Ontology is part of metaphysics since in philosophy's major branch epistemology—which concerns the sources, nature, justification, scope, and limits of knowledge, which is justified and not just incidentally correct belief—it is generally accepted as impossible to justify that the manner whereby one recognizes things and sorts them by identified traits is truly the only natural way to do so.
Coherence and correspondence[change | change source]
Depending on one's theory of reality, which can be either realist or idealist, one can seek either a correspondence theory of truth or a coherence theory of truth. A realist metaphysics frames statements to correspond to a reality presumed to exist independently of the mind. An idealist metaphysics frames statements to cohere with other statements, as it recognizes no mind-independent reality to exist, or, even if it presumes one to exist, regards that mind-independent reality as unknowable. So a realist ontology can seek correspondence as well as coherence, yet insofar as realism, it uses coherence to aim for correspondence. An idealist ontology can claim only to aim for coherence with other statements or perceptions of minds.

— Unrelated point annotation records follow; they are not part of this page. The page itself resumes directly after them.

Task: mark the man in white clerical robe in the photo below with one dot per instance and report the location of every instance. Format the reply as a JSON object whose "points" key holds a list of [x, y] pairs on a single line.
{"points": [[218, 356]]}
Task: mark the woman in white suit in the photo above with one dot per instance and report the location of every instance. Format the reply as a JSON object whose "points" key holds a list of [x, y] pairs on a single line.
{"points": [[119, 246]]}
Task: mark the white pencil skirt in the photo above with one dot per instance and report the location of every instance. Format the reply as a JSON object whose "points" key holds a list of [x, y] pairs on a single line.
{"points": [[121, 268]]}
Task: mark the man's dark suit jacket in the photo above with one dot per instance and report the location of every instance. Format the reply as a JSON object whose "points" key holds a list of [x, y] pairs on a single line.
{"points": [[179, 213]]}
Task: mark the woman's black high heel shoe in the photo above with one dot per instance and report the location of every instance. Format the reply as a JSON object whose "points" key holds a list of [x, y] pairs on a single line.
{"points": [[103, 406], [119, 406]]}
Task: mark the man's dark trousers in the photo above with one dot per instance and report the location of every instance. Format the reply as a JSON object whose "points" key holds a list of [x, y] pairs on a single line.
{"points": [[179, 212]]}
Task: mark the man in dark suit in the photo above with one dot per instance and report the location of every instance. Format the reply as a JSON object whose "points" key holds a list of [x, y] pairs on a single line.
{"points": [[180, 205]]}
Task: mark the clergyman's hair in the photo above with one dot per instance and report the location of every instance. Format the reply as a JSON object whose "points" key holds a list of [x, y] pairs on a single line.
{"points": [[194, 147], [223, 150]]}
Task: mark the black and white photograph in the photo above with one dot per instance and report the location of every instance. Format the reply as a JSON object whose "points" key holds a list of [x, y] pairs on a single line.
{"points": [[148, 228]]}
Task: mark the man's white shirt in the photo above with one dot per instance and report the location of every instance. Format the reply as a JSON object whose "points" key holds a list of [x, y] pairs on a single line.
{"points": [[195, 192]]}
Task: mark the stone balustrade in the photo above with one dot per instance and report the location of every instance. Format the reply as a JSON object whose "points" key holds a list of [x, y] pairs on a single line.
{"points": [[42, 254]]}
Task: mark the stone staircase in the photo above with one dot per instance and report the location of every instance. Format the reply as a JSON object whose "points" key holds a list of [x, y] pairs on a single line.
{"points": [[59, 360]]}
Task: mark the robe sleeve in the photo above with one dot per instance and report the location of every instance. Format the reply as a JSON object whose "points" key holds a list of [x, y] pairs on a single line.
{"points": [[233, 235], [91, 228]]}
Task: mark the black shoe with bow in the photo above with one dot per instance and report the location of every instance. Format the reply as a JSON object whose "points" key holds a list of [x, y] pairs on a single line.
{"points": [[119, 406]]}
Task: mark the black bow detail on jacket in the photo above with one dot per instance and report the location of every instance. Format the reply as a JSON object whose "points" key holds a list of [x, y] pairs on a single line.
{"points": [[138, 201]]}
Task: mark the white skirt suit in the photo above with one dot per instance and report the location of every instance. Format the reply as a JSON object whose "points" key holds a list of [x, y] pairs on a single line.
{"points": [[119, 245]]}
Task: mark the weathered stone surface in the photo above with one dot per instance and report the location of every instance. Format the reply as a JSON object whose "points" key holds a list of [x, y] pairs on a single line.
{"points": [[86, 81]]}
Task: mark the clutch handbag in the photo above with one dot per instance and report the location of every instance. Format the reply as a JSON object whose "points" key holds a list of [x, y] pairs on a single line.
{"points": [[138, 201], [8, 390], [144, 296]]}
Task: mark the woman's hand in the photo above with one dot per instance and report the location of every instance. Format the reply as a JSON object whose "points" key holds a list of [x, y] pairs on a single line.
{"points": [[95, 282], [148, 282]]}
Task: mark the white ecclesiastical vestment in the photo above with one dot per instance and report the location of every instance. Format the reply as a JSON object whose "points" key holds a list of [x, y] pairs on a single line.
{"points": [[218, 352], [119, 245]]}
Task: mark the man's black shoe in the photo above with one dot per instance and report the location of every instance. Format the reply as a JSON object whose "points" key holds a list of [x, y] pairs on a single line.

Ontological commitment[change | change source]
The term ontology can refer to a statement's ontological setup even if the statement's speaker is not intending metaphysics. A speaker's ontological and thus metaphysical commitment or presumption is reflected in the speaker's framing of what exists—naturally or mentally or both—and how such existent thing is sorted into its presumed category. For instance, life can be ontologically posed as either God's grace or as soul or as vital force or as functioning organism or as molecular illusion or as ubiquitous substance.